Li’s Advanced Therapeutics Lab involves undergraduate students at Northeastern from a range of backgrounds, including bioengineering, chemical engineering, biochemistry, and computer science. Li plans to widen these recruitment efforts to include students from nearby colleges without a strong research focus to broaden the educational impact of his work.
“Conducting research is a proven strategy to foster the development of interest for undergraduate students, not to mention the laboratory skills and independent critical thinking ability acquired,” says Li.
Building off the success of a remote collaboration with students and faculty at the University of Maine in 2020 and 2021, Li is using CAREER Award grant funds to develop low-cost biology kits and virtual teaching methods to reach students in remote areas. These efforts will help expand exposure to hands-on STEM learning in schools without the resources for these kinds of experiences.
Beginning this summer, Li’s lab will also participate in Northeastern’s Young Scholars Program (YSP), bringing underrepresented minority (URM) high school students to campus for hands-on lab experience to encourage careers in STEM. For the next five years, two URM students will each be paired with a senior graduate student from Li’s lab to improve their technical abilities, build professional skills, and increase their confidence regarding STEM career options.
Abstract source: NSF
Complex communities of microbes colonize all living creatures. These communities comprise a microbiome. Communication between the host and various microbiomes help to maintain human health. Disrupting this communication can lead to infection and disease. Recently, studies have implicated small RNA molecules (sRNA) as key communication molecules. Understanding how different types of sRNAs regulate pathogens in oral and respiratory systems is the focus of this project. The research program will be integrated with an education and outreach plan. These efforts will prepare under-represented high-school students and undergraduates to pursue careers in STEM. They will also integrate authentic hands-on experiments into undergraduate courses and develop low-cost biology kits and virtual teaching methods to reach students in remote areas.
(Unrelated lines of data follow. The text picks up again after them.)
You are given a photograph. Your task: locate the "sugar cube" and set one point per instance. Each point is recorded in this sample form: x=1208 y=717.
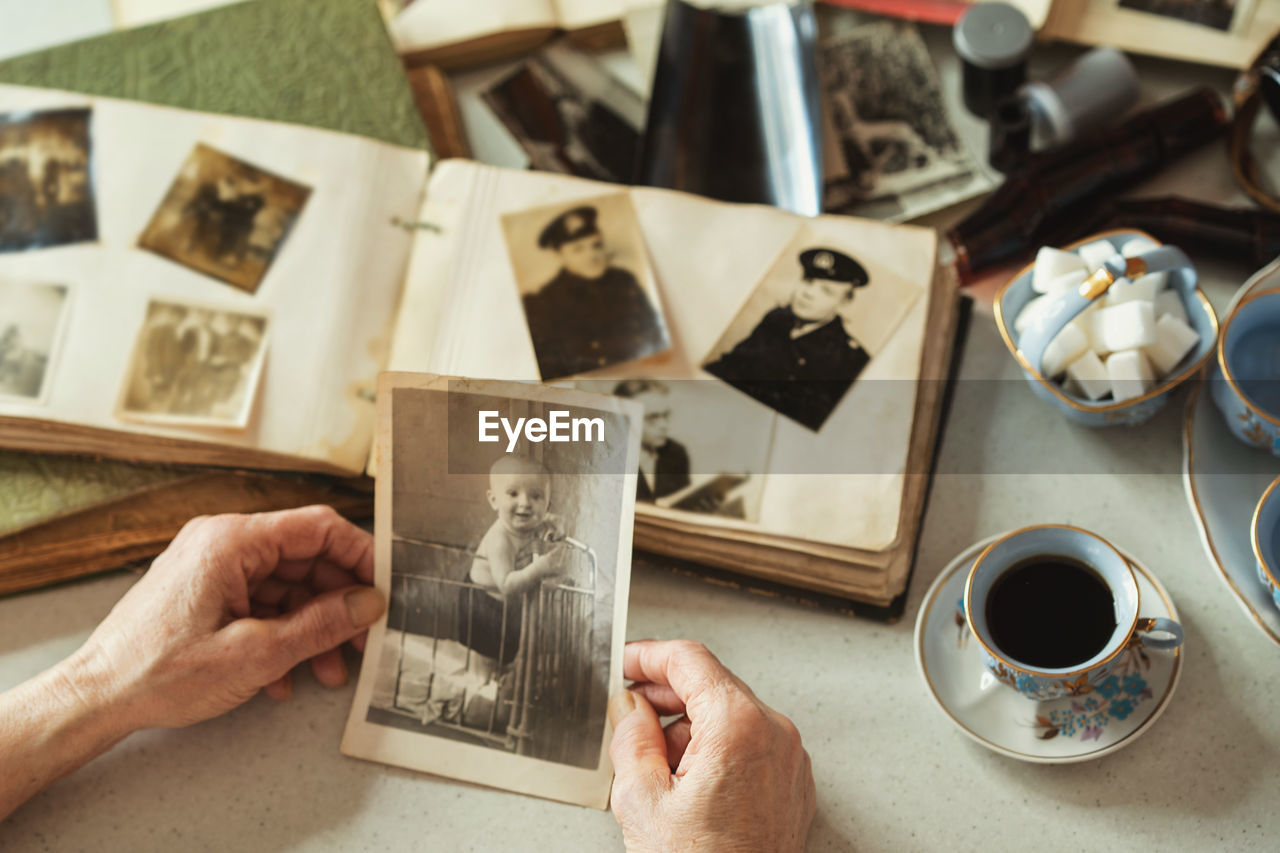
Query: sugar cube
x=1174 y=340
x=1066 y=346
x=1065 y=282
x=1128 y=325
x=1142 y=288
x=1032 y=311
x=1129 y=373
x=1088 y=377
x=1050 y=264
x=1170 y=304
x=1096 y=254
x=1137 y=246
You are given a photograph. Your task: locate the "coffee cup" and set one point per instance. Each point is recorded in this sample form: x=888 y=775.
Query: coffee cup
x=1054 y=609
x=1247 y=382
x=1265 y=532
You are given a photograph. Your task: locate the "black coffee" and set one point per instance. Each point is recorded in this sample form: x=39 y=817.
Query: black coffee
x=1050 y=612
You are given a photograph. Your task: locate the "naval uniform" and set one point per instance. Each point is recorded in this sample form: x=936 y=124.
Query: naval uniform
x=580 y=324
x=801 y=378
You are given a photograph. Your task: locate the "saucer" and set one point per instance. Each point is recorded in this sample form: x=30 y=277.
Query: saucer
x=1224 y=480
x=1052 y=733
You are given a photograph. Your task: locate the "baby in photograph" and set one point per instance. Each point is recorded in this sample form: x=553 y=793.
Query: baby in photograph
x=520 y=550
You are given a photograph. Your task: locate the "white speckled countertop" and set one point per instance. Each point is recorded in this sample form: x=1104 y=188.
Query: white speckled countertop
x=892 y=772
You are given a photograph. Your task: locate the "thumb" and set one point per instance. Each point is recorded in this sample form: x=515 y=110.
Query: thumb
x=638 y=749
x=321 y=624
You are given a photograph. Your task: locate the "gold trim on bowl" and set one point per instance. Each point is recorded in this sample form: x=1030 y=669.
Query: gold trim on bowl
x=1174 y=674
x=1221 y=356
x=1200 y=514
x=1169 y=384
x=1023 y=667
x=1253 y=534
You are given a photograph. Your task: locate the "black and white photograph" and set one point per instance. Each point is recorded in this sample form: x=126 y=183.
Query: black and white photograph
x=809 y=328
x=506 y=561
x=31 y=320
x=1206 y=13
x=890 y=147
x=570 y=115
x=46 y=179
x=195 y=364
x=224 y=218
x=586 y=286
x=703 y=447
This project will address the knowledge gap in understanding the roles played by host-derived extracellular sRNAs in host-microbiota interactions. There is a lack of enabling methodologies to unlock the functions of host sRNAs largely due to three limitations. First, native sRNAs are highly susceptible to degradation. Second, it is difficult to distinguish the origins of short sRNA fragments between host and bacteria. Third, host sRNAs are present inside bacteria at very low levels. The long-term project goal is to achieve in-depth understanding of host-derived sRNAs as a new class of defense molecules targeting opportunistic pathogens, and, furthermore, to repurpose host sRNAs as potential antimicrobial agents. To achieve this goal, this project will (1) optimize sRNA stability and functions by incorporating chemically modified nucleotides and define structure-function relationships, (2) employ structural modeling, bacterial genetics, and biochemical assays to dissect how host sRNAs are internalized by oral and airway opportunistic bacteria, and (3) develop a powerful methodology to uncover hitherto unknown host sRNAs with antimicrobial activities.
This award reflects NSF’s statutory mission and has been deemed worthy of support through evaluation using the Foundation’s intellectual merit and broader impacts review criteria.